旬の食材は食べて美味しいだけではなく、栄養もたっぷり。本コーナーでは魚や野菜、果物など旬食材の魅力をご紹介します。
さて、今回のテーマとなる食材は?
文/おと週Web編集部、画像/写真AC
■道端に……
正解:つくし
難易度:★★☆☆☆
ほろ苦さが魅力です
春の訪れを告げる風物詩として知られるつくしは、シダの仲間のスギナという植物の茎(胞子茎)です。まずは春先につくしが芽を出します。そして、つくしと地下茎でつながったスギナがつくしが枯れた後に芽を出します。
つくしが胞子茎と呼ばれるのに対し、スギナは栄養茎と呼ばれます。その名のとおり、つくしは筆のような形をした頭の部分に胞子が詰まっていて、胞子を飛ばし、子孫を残します。
スギナは地中深くに地下茎を伸ばしますが、その地下茎はじつに丈夫で、畑を耕したりして切断されたとしても再生することができます。ということで、いったんスギナが繁殖してしまうと完全に除去することは非常に困難となってしまいます。
農作業をする人などにとってはじつにやっかいな存在ですが、胞子茎であるつくしは食べることができます。
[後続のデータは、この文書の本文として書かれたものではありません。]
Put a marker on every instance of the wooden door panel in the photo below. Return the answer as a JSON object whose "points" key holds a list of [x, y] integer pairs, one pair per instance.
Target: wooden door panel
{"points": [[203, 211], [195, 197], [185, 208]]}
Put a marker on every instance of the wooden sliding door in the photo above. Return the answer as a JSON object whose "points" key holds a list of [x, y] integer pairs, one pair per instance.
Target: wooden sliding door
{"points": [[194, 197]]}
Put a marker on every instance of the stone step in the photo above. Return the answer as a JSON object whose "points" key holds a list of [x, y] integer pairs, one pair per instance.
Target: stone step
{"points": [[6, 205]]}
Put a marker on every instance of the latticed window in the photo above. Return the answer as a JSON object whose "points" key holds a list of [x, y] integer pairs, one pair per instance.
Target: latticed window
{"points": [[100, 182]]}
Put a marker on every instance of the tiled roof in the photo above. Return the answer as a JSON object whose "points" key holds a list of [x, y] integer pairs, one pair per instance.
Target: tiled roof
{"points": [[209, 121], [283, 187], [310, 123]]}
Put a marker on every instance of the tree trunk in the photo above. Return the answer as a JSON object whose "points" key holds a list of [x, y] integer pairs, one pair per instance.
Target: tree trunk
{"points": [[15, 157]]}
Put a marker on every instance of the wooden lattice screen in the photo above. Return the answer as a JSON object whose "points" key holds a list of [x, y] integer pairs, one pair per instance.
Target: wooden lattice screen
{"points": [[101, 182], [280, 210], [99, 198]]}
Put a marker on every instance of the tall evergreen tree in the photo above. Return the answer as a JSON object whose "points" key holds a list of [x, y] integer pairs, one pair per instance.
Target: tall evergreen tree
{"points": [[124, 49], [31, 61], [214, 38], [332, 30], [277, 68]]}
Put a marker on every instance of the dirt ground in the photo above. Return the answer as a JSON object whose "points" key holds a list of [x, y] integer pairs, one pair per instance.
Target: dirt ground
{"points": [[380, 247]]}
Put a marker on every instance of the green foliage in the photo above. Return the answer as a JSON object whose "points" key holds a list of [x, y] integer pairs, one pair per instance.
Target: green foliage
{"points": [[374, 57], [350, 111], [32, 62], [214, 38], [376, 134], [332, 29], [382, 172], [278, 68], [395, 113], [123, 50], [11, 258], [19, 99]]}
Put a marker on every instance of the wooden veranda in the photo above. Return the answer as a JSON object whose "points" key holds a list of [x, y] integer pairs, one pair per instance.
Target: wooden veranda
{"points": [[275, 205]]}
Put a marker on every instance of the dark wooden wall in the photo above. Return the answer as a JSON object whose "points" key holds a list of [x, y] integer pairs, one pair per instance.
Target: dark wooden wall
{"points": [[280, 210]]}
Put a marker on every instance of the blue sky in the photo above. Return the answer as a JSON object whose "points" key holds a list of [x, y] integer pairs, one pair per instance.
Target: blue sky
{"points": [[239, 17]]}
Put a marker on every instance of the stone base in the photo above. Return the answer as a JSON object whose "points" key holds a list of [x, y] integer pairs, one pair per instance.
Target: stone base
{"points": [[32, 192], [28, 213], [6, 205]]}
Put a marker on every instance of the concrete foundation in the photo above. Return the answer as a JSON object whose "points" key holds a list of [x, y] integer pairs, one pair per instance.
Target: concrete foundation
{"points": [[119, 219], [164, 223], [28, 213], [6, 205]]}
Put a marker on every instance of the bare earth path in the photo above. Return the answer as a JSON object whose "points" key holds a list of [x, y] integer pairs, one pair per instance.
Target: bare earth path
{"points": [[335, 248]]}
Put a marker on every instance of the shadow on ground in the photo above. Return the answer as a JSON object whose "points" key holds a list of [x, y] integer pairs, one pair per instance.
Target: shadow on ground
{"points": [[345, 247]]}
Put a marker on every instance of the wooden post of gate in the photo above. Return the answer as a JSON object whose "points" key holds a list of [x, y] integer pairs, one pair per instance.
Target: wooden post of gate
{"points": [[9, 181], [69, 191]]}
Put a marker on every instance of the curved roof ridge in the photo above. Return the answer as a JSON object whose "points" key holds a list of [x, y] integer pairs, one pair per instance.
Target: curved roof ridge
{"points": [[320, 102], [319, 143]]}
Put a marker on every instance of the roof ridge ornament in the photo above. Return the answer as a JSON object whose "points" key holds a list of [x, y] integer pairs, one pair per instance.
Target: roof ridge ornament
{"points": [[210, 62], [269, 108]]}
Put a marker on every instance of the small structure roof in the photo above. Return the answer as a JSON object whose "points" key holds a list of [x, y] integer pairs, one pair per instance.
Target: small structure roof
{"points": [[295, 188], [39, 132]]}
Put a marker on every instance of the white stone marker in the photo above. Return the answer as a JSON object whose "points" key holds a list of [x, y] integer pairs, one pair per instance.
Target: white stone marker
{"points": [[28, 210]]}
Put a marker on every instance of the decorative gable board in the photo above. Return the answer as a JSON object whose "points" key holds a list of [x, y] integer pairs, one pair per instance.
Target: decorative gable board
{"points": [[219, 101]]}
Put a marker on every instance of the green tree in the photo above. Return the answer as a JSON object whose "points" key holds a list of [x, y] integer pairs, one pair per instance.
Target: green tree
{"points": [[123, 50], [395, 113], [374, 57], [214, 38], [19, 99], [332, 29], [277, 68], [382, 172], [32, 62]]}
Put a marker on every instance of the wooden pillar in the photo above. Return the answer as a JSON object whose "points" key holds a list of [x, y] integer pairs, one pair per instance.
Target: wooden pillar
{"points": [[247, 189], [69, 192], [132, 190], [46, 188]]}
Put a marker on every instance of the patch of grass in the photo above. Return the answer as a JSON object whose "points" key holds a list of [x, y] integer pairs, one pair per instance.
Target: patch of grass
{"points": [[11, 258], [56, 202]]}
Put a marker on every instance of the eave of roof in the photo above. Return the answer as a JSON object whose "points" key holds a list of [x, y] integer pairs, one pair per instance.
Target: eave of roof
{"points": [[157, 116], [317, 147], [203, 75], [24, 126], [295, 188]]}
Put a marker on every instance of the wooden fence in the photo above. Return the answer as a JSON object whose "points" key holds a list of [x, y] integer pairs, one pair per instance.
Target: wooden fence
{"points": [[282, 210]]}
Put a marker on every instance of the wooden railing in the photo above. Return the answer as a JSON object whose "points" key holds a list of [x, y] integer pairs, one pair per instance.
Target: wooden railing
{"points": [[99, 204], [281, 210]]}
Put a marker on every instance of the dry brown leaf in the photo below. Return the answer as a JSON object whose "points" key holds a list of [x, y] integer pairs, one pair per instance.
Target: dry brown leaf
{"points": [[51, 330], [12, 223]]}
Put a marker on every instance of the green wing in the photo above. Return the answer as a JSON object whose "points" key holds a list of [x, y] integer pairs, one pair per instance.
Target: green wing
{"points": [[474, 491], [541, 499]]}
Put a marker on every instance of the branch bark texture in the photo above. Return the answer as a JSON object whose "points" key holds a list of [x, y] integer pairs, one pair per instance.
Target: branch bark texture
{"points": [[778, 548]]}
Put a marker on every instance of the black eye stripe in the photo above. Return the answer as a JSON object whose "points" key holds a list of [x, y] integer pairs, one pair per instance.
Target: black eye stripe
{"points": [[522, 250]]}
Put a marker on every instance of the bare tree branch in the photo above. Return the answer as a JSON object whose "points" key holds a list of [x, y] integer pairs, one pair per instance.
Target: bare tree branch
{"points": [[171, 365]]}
ただし、つくしが姿を現わす期間は、春先の2~3週間ほどと、ごく限られています。
旬の時期は地域によって異なりますが、九州地方は3月頃、本州は4月頃に、東北地方や北海道など5月初旬となります。
ただし、つくしを食べることが一般的なのは関東以南で、北海道、東北、関東、北陸ではあまりなじみのある食材ではないようです。
食用とされるのは節の周りの茶色い「はかま」を取り除いた茎の部分です。胞子を作る頭の部分も食べられますが、アクが強く苦みが強いので取り除くことをおすすめします。
よく水洗いをして「はかま」(節の周りの茶色い部分)を取り除き、軽くゆで、水に2~3時間さらしてアク抜きをします。ただし、つくしの成長具合によってアクの強さが変わるため、少し食べてみて苦みが強いと感じるようなら長めに水にさらしましょう。
下処理がすんだら、炒め物、煮物、卵とじ、佃煮、天ぷら、和え物など、幅広い料理に使うことができます。パスタなどに加えても美味しくいただけます。
下処理に少々手間がかかりますが、ほかの食材にはない「ほろ苦さ」が魅力。手軽に採取できるので、一度、試してみてはいかがでしょうか。
ちなみに、繁殖力の強さゆえ、道端や河川敷、空地など、さまざまな場所で採取できるのですが、排気ガスなどで汚染されているような場所、人の往来が多い場所にはえているものは避けましょう。